B. Similarly, the social (and not so much the financial conditions) are part of the Art 12 test for legal personhood. In the absence of FULL legal capacity, which she clearly lacks when diagnosed with mild to moderate MR, the societal support structures become relevant discussion. As to the financial capacity, I understand that it does not permit the state (or any other party) to deny the right to choose or to parenthood, but it does come within the circumstances that are considered in adoption and custody cases whilst determining which parent can provide the best upbringing for the child in question. Again here, the std is that of the interest of the child being kept paramount in accordance with Art. 3 of the CRC.
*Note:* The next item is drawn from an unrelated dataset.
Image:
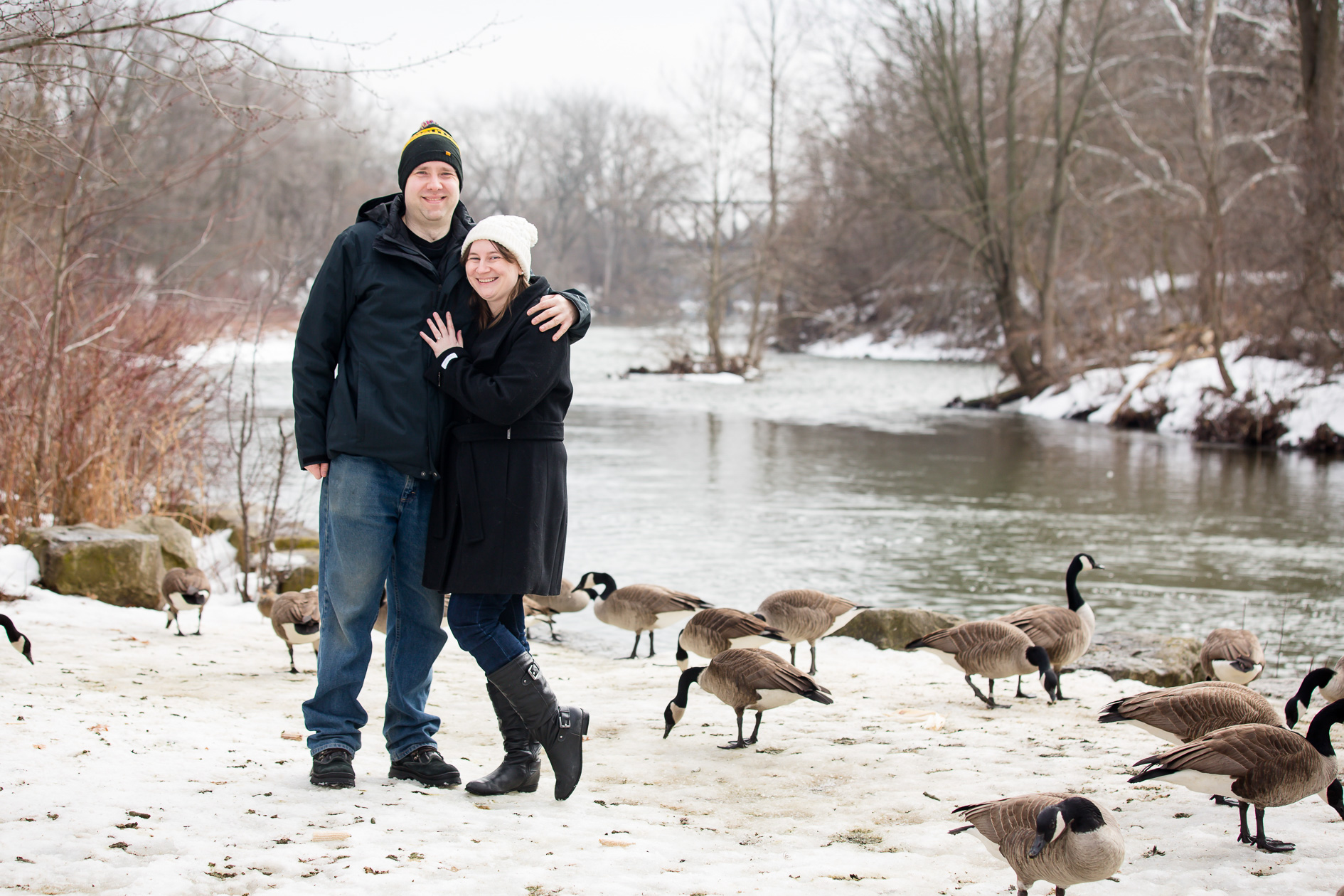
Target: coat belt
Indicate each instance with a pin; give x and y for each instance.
(468, 495)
C. It is an indication of both the judiciary's helplessness in the absence of effective and safe state bodies and a reflection on the misfortune of the woman in question. It is true that the child can be adopted once born, but that would by itself form an entirely independent test, all of over again in my opinion, of this woman's capacity to parent. Her right to choose and right to parenthood may be upheld at this stage, but once the child is born, her right to parenting will surely be denied in the interest of the child. It will be a battle won but the war lost. Her physical health is not the only criterion to be considered here. Her mental capacity is in question by virtue of her MR and that has to be inevitably be part of any discussion on her fitness to "raise the child".

pchirimar said...

E. Based on empirical and scientific verification of each and every individual case, the Court is in fact required by Art. 12 to determine the capacity of disabled persons in order to enable them to exercise their attendant rights. So whatever the general statistical data may show about the parenting abilities of MR parents, it cannot be applied to her case.
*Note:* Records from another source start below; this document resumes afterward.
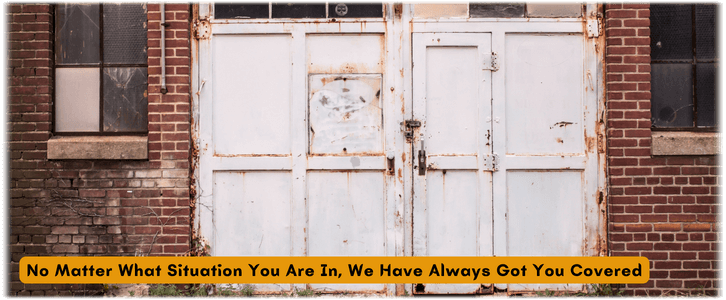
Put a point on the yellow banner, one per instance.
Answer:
(332, 270)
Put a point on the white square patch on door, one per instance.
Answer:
(345, 114)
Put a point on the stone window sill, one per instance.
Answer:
(686, 143)
(98, 147)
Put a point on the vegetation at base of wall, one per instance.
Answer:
(299, 294)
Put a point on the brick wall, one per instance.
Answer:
(101, 207)
(666, 208)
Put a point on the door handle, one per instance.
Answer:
(422, 159)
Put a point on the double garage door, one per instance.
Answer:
(398, 137)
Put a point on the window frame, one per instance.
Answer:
(718, 87)
(100, 66)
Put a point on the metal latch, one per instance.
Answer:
(410, 124)
(495, 162)
(491, 162)
(493, 64)
(422, 159)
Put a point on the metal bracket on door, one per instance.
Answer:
(422, 159)
(492, 64)
(410, 125)
(491, 162)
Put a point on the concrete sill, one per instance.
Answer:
(98, 147)
(686, 143)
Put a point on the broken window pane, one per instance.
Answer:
(706, 94)
(705, 27)
(496, 9)
(671, 31)
(672, 92)
(311, 9)
(369, 9)
(241, 10)
(77, 33)
(125, 100)
(124, 33)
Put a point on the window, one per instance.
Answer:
(685, 66)
(298, 9)
(101, 68)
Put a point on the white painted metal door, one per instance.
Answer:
(452, 189)
(511, 149)
(299, 141)
(300, 131)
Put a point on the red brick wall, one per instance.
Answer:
(666, 208)
(100, 207)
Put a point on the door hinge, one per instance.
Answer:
(202, 29)
(492, 64)
(593, 27)
(492, 162)
(410, 124)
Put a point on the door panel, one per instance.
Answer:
(299, 152)
(544, 90)
(546, 173)
(452, 99)
(302, 151)
(347, 218)
(252, 109)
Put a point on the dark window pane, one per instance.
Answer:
(705, 27)
(672, 92)
(372, 9)
(496, 9)
(124, 33)
(241, 10)
(77, 34)
(298, 9)
(705, 94)
(671, 31)
(125, 102)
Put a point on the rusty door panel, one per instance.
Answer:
(452, 190)
(315, 109)
(306, 110)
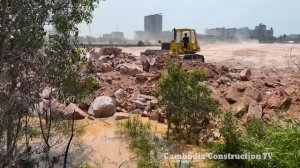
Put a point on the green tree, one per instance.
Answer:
(30, 57)
(187, 101)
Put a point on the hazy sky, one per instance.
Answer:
(128, 15)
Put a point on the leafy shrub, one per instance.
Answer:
(187, 101)
(141, 141)
(258, 137)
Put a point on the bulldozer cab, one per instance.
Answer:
(185, 41)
F. MTP allows for parents of foetuses with disabilities or even increased risk to them to choose to terminate such pregnancy. However, if we allow for guardians to supplement the capacity of MR or other MIs, it has to be in accordance with Art. 12, i.e., proportionality. The consent has to be that of the disabled person, and only on very very rare occassions that of care providers. Consistent thinking on the right to choose and full legal capacity necessitates that no disabled person be deprived of their capacity w/o due process. The guardian/care providers consent should only be sought when the disabled person so lacks the capacity. But possessing the capacity to choose or consent, does not automatically entail the capacity to parent.
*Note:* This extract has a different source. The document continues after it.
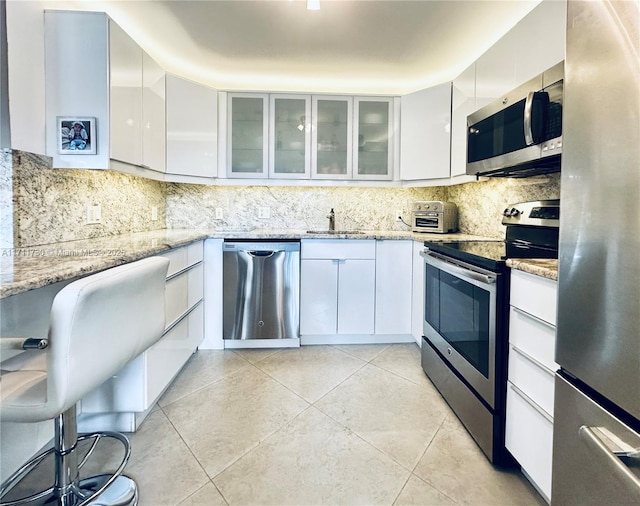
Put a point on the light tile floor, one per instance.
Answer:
(317, 425)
G. "Social acceptability of her rights as a parent"?! That language is deplorable to say the very least. And I also do not and cannot accept the arguement that the state's (in)ability to provide the kind of assistive care that she requires is the justitifcation for its decision to now take away her right to choose and to parenthood. But it is also true that in the absence of such supportive structures, the interest of the child requires, that once born, it should be placed in the kind of care that is best suited to its growth and development.

I hope my comments are found useful in taking this discussion forward and hopefully arriving at some fair arrangement for this woman who clearly needs justice. ALso, does anybody know what became of the criminal case that should have stemmed from her rape? Was she permitted to be a victim witness there? What was the value, if any, attached to her testimony, if she did in fact testify?

pchirimar said...

Thank you for posting my comment. I realised D. is missing from my response. If you can edit either of the entries, here is the text lost in copy 'n paste:

D. This I concede. But I suspect that the child will be put up for adoption sooner than arriving at learning age. Also, I rather not phrase these questions in "right to be born" terms, which seems to suggest a pro-life approach whereas Im very much for a pro-choice approach.